Вятич, однако, и сам плохо понимал, как построить разговор с Габой. Это был далеко не тот Габа, которого он видел два года назад, и самое ужасное, что, как и в случае с детьми, он не мог сказать о переменах в нем ничего внятного. Габа с детьми был теперь связан неотчетливо просматривающимся заговором, они перенесли вместе нашествие Волны, а потом неделю зимы, понимали друг друга с полужеста, и Габа постоянно приказывал им молчать, таинственно прикрывая глаза и поджимая губы. Между ними шла какая-то игра, но игра недетская и неприятная. Самое обидное, что с ними ничего теперь нельзя было сделать. Они были защищены статусом детей, и статусом пострадавших, и чувством вины, которое испытывали перед ними все, потому что взрослые их не спасли и теперь должны были вечно искупать свою ошибку. Разумеется, можно было перевалить весь груз на Склярова, и Скляров не возражал — Исусик, новый святой, вот так теперь выглядит Юность мира, — но Скляров был доказанно и подтвержденно не виноват. А вот кто тот фрайер, который не заправил флайер, — это был отдельный вопрос, это предстояло выяснить, и если это было дело Габы, то с ним следовало разобраться с предельной жесткостью. Правда, ни один регрессор таких полномочий не имел, и понять его логику Вятич не мог, хотя понимал многое и быстро.
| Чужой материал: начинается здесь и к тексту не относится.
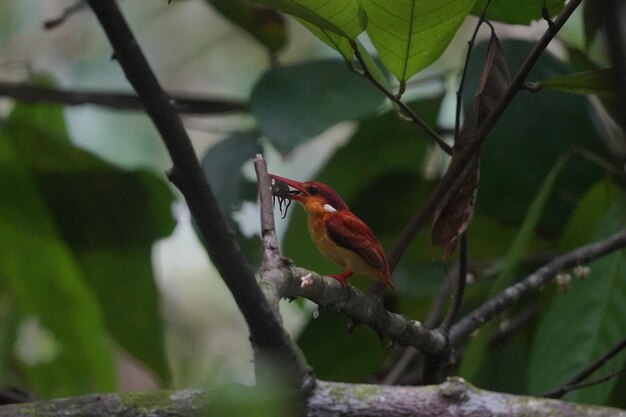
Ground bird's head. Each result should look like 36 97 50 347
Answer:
269 174 348 211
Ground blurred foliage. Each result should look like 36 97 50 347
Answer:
0 101 174 397
0 0 626 415
472 0 565 25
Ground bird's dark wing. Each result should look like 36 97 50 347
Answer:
326 212 388 271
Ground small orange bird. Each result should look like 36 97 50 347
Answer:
269 174 393 288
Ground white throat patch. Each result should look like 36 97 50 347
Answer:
322 204 337 213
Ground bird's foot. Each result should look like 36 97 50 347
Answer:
328 268 352 287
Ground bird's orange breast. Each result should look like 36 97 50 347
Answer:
305 201 389 282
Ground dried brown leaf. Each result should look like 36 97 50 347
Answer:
431 33 510 258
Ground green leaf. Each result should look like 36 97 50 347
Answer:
559 179 621 252
529 197 626 404
246 0 366 39
362 0 474 81
298 19 354 62
3 101 174 389
464 40 610 236
205 0 287 52
459 155 569 381
298 309 386 382
537 68 626 96
250 60 384 152
202 130 261 215
0 133 114 397
472 0 565 25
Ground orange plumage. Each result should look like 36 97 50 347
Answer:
270 174 393 288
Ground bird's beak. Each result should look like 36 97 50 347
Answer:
268 174 309 202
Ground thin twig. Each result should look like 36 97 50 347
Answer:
88 0 312 387
489 304 539 346
387 0 582 272
0 82 248 115
283 267 446 355
43 0 87 30
350 41 452 155
450 230 626 346
254 154 289 317
541 337 626 398
454 0 493 141
542 368 626 398
439 233 467 334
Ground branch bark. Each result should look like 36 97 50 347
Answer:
88 0 310 384
0 82 248 115
0 378 626 417
282 266 446 355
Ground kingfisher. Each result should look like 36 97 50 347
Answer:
269 174 393 288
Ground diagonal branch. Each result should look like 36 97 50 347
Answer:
541 337 626 398
388 0 582 271
0 378 626 417
450 230 626 346
0 82 248 115
282 266 446 354
83 0 309 382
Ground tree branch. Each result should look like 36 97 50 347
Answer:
0 378 626 417
83 0 309 381
0 82 248 115
282 267 446 354
254 154 290 314
450 230 626 346
541 337 626 398
388 0 582 271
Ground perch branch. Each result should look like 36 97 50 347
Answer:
0 378 626 417
388 0 582 271
88 0 309 382
450 230 626 346
0 82 248 115
283 267 446 354
254 154 289 314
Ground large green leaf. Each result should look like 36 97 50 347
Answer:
537 68 626 96
246 0 366 39
3 102 174 393
362 0 474 81
250 60 384 152
205 0 287 52
529 197 626 404
473 0 565 25
0 128 114 397
202 130 261 215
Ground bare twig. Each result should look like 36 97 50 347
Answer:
450 230 626 346
439 233 467 334
541 337 626 398
283 267 446 354
454 0 493 140
350 41 452 155
387 0 582 271
0 82 248 115
88 0 310 383
254 154 289 314
489 304 539 346
43 0 87 30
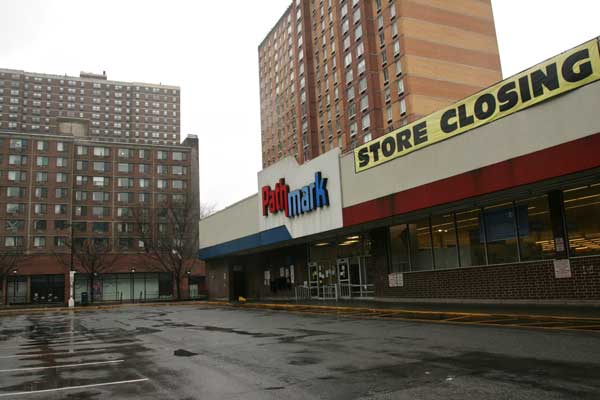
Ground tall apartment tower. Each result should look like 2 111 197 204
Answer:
0 69 181 145
258 0 502 167
0 69 204 304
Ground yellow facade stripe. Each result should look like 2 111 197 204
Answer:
354 39 600 173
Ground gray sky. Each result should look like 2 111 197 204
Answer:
0 0 600 208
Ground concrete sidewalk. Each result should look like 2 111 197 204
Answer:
245 300 600 318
Для начала, подумал Вятич, в общем тренде не столько деградации, сколько архаизации — надо сказать комплимент, люди древних культур к этому чувствительны. Канэко вчера весь день был счастлив, когда психотерапевт похвалил его самодельную катану, два дня ее вытачивал по древним чертежам. Канэко никогда не был гением, распределение не требовало гениальности, но в прежнем своем состоянии, Канэко доволновой, никогда не пришел бы в восторг от столь грубой лести столь примитивному навыку. Габа был регрессором высокого класса, но Волна прокатилась и через него, и Вятич сказал заискивающе:

— Прежде всех прочих выяснений мне хотелось бы понять, дорогой друг, каким образом ваша славная команда, ваши, так сказать, Chums of Chance на совершенно лысой планете укрывались в течение недели.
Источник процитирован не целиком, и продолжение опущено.